Upskilling na prática: como desenvolver as habilidades dos novos futuros

Syl Ramon Verjulio
unboxlab
Published in
9 min readMay 14, 2020

Começo o recorte desse tema com três ingredientes que juntos servem como pano de fundo para este nosso momento, mas, que às vezes, a gente enxerga de maneira separada ou por um descuido a gente deixou passar:

· O primeiro ingrediente é o contexto do mundo VUCA (e agora BANI). Certamente, todo mundo viu esse termo em algum momento. Na TV, na internet, num workshop ou durante um papo cabeça com amigos.

· O segundo ingrediente é aquela espiadinha que fazemos do futuro pesquisando por listas mágicas de “novas carreiras; “carreiras do futuro”, sempre perseguindo o spoiler daquele dado alarmante de que até 2030 cerca de 85% das carreiras serão novas.

· E, o terceiro ingrediente que acrescento é o imperativo de aprendermos sempre. É a busca protagonista para aprendermos continuamente no fluxo das nossas vidas. São os conceitos embarcados em lifelong learning e em learning in the flow of life.

Muito tem sido falado sobre esses assuntos. Por isso, vamos conectá-los… Se o mundo é incerto, ambíguo, complexo, volátil; se as novas carreiras serão criadas a partir de novos negócios e ofertas (que ainda nem existem); se devemos aprender todos os dias no fluxo da vida; se a aprendizagem é um processo; por que aprender ainda é embalado como um produto, é linear, controlado e desenhado para ser praticado fora da emergência diária?

Este contraste da forma como lidamos com a aprendizagem me chamou muito a atenção quando me deparei com o upskilling e reskilling que todos nós faremos nestes possíveis novos futuros. Todos nós, em algum momento, precisaremos aprimorar nossas habilidades atuais e aprender habilidades inteiramente novas. A pandemia do Covid-19 só reforçou isso.

Tradução e interpretação livre

A resposta para esta nova lente requerida na aprendizagem não é simples, muito menos exata. Porém, temos pistas interessantes para um novo caminho.

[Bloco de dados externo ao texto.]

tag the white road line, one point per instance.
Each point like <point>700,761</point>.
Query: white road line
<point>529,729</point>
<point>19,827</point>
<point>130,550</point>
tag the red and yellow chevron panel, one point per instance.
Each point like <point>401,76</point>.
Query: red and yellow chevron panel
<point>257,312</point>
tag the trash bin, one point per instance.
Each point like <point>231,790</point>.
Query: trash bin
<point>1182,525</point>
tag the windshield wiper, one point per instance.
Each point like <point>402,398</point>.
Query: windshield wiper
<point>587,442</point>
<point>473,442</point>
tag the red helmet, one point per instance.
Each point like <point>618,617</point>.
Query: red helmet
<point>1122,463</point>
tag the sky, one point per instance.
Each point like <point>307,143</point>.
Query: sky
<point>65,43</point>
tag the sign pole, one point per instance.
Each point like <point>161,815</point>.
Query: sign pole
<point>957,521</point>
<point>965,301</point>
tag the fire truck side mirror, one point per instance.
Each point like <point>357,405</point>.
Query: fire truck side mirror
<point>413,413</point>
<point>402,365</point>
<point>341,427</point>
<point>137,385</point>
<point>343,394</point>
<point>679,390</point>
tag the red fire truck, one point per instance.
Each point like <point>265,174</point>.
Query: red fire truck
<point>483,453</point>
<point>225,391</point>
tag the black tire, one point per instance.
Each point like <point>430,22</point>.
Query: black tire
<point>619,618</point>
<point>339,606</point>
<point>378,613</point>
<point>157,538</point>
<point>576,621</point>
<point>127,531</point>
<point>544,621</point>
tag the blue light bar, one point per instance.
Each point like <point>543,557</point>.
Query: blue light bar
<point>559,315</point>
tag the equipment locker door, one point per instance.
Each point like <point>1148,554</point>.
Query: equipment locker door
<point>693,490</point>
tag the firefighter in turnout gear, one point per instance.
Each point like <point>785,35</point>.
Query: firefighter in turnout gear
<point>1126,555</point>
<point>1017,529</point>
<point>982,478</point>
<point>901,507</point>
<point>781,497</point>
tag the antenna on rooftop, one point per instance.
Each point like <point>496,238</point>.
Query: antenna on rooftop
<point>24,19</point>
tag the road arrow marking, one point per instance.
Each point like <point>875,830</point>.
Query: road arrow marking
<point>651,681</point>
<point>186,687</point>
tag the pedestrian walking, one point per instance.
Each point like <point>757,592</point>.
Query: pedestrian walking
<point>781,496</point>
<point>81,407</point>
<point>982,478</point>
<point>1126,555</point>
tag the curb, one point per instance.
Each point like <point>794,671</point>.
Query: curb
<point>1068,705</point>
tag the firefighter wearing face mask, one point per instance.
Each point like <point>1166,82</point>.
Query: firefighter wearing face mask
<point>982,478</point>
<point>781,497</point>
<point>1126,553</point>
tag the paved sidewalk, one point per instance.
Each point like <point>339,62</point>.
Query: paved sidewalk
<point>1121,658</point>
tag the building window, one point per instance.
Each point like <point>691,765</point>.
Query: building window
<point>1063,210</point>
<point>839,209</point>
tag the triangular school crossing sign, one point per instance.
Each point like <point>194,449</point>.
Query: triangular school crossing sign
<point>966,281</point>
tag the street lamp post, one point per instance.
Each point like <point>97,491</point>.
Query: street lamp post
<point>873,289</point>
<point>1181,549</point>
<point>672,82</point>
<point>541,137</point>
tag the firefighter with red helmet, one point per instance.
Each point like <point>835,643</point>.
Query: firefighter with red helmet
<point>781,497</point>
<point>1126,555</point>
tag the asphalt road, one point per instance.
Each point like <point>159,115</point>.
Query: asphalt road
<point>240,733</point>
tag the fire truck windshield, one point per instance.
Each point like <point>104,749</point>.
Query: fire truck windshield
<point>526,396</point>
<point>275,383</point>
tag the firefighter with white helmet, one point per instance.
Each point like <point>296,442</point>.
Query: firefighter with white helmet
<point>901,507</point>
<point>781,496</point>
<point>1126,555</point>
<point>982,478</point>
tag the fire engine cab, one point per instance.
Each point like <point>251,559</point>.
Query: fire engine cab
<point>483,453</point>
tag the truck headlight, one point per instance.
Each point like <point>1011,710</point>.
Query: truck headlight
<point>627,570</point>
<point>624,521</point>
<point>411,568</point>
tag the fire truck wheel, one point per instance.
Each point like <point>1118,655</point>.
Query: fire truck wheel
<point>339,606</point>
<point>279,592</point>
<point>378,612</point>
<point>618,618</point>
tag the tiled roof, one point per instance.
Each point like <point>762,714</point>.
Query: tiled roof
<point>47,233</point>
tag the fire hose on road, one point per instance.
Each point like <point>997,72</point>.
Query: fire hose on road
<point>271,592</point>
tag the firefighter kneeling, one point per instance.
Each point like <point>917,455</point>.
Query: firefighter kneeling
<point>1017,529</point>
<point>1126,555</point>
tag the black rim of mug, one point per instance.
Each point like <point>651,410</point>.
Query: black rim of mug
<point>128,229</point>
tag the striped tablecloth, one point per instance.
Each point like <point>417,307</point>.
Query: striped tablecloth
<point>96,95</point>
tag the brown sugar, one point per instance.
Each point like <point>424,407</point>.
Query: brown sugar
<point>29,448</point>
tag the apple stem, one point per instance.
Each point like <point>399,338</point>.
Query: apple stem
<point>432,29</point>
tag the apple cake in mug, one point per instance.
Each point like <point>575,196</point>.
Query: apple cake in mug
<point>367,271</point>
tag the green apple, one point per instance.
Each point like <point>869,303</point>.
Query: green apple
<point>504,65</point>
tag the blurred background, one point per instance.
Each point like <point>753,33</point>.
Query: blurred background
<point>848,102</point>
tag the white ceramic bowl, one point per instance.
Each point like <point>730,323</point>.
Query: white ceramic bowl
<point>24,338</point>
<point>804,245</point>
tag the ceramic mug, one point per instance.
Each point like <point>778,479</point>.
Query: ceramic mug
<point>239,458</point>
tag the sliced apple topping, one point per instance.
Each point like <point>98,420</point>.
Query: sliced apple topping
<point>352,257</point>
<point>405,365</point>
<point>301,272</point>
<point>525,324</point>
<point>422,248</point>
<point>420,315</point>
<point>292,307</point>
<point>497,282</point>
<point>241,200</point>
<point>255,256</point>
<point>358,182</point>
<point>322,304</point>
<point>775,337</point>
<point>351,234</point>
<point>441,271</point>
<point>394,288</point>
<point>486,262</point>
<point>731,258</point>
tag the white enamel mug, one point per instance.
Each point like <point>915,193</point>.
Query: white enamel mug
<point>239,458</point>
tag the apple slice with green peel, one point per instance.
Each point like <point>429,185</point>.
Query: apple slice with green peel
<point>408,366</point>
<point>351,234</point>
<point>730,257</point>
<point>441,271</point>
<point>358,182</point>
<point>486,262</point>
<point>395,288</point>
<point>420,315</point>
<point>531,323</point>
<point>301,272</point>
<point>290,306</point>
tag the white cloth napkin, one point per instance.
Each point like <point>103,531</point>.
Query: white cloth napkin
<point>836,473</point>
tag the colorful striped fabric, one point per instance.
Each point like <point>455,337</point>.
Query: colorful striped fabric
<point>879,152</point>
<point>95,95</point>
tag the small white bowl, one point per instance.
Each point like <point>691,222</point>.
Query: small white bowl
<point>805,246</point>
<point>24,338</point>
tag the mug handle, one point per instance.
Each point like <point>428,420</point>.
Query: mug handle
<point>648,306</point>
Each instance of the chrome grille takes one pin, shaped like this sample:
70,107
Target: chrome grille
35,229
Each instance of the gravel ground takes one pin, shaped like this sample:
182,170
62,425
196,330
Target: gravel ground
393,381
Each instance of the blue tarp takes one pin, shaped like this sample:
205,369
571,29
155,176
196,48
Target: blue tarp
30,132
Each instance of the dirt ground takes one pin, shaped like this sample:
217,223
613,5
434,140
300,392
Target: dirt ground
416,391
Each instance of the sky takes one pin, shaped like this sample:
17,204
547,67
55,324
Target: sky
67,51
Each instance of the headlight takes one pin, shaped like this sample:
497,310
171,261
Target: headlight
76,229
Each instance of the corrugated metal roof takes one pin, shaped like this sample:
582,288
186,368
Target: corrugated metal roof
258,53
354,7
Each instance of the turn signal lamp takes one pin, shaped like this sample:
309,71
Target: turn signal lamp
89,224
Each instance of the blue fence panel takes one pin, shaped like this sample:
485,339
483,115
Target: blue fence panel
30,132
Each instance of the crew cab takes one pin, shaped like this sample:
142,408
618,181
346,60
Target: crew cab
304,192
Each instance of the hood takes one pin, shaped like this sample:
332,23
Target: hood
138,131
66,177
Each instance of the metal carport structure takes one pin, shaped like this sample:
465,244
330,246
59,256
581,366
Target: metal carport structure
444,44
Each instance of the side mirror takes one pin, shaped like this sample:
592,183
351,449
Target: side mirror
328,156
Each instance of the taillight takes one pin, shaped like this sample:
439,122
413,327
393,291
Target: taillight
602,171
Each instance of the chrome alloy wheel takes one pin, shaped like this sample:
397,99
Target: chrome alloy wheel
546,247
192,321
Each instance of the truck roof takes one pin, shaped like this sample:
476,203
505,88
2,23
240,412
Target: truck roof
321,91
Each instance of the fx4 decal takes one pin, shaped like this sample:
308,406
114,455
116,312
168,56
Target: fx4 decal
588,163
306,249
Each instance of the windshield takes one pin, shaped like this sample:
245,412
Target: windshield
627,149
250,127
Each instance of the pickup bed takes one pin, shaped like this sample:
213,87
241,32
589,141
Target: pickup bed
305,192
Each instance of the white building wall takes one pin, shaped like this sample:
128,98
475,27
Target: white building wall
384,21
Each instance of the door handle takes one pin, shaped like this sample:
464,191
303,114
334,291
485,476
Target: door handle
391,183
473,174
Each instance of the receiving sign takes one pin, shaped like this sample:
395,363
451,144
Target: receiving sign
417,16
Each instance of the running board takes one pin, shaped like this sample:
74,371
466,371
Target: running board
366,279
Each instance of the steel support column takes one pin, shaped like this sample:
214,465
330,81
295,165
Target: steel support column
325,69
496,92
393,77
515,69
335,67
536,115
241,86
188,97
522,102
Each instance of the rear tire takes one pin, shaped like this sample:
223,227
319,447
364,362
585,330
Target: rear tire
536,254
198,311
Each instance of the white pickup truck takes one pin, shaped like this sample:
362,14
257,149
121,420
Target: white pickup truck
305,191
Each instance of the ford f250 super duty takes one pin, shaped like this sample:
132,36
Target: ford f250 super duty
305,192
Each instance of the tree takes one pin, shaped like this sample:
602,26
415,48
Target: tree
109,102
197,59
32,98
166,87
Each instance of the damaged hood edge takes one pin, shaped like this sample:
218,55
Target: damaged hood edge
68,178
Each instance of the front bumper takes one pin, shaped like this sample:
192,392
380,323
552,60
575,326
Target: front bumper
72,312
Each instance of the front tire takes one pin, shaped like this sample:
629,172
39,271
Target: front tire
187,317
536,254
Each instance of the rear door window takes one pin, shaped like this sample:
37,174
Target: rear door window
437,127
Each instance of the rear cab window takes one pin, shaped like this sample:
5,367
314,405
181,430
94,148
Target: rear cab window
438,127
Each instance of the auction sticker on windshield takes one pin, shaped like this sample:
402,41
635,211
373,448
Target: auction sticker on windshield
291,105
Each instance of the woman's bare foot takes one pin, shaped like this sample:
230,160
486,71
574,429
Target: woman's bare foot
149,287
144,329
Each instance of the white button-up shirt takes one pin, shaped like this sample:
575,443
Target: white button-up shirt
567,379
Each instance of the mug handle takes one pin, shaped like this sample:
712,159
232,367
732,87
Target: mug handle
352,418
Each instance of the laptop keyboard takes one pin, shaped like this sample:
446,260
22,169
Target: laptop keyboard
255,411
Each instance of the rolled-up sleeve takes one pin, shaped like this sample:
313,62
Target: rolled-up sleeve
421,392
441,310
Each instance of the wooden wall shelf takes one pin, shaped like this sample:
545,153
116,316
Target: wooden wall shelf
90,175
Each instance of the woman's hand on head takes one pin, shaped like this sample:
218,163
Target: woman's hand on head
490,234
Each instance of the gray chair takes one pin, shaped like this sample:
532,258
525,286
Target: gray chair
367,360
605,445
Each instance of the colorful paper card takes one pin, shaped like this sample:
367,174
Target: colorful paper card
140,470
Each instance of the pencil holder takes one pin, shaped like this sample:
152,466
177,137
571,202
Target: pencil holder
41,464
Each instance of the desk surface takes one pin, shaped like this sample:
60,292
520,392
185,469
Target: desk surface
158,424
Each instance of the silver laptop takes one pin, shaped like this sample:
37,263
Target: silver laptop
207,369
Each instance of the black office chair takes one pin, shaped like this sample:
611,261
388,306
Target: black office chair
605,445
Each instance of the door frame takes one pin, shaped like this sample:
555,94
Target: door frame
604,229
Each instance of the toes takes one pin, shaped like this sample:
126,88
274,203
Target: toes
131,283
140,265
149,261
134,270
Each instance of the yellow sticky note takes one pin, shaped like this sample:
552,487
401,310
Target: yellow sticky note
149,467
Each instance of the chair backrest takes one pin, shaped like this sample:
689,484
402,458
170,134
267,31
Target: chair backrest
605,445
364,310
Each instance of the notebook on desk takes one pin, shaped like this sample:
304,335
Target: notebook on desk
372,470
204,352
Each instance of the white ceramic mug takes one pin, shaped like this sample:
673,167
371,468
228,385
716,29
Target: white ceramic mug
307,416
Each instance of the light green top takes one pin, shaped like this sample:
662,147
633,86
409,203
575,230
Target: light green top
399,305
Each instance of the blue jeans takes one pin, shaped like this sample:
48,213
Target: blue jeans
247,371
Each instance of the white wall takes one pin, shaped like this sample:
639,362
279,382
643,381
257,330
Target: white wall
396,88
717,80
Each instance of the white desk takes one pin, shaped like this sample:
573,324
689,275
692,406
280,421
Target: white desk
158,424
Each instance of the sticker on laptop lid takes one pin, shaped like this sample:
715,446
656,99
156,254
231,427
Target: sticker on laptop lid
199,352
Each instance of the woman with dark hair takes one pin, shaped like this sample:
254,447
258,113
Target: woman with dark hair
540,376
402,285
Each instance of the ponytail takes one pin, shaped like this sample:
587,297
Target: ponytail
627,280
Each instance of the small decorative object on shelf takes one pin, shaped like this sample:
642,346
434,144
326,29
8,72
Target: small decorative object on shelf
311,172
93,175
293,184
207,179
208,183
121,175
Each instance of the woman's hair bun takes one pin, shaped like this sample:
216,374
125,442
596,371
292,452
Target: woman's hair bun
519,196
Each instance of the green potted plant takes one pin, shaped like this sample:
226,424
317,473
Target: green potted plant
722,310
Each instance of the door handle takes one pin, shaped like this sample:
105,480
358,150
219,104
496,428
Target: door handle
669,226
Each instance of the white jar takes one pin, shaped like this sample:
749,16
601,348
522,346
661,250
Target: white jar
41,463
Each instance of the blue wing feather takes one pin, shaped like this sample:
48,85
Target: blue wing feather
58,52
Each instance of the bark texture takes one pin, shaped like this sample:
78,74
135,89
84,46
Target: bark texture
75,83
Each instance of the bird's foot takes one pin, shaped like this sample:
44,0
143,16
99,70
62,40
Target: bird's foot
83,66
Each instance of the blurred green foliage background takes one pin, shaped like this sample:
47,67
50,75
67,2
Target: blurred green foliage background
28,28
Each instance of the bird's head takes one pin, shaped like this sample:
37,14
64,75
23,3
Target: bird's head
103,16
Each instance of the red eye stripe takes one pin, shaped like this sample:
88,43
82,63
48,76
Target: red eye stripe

Pegue o seu café e vamos refletir juntos… 😊

A primeira inquietação aparece no livro “Range: Why Generalists Triumph in a Specialized World” (em português, “Por que os generalistas vencem em um mundo de especialistas”), onde o autor David Epstein traz provocações e contrapontos à hiperespecialização precoce.

“Muitas vezes, aprendemos que, quanto mais competitivo e complicado o mundo fica, mais especializados devemos nos tornar (e mais cedo devemos começar) para navegá-lo.” David Epstein

Epstein cita exemplos de atletas que chegaram ao topo do mundo em suas carreiras e destaca uma curiosidade quase sempre oculta de suas trajetórias: a especialização tardia. Profissionais completos em sua especialidade, mas que tiveram momentos de experimentação liberal no início de suas carreiras. Separei este gráfico do livro que mostra os atletas de elite focando numa prática deliberada somente na adolescência. Lembrando que os atletas têm uma carreira bem curta, portanto, o “normal” é que desde muito pequenos eles tenham treinamentos intensivos e dedicados aos seus esportes.

By “Range: Why Generalists Triumph in a Specialized World”, David Epstein

O livro também cita como exemplo, a própria seleção de futebol da Alemanha que venceu a Copa do Mundo no Brasil. Muitos atletas alemães, responsáveis pelo famoso massacre de 7x1 na seleção brasileira, passaram a infância no futebol amador e praticando outros esportes, somente depois é que eles focaram no futebol profissional.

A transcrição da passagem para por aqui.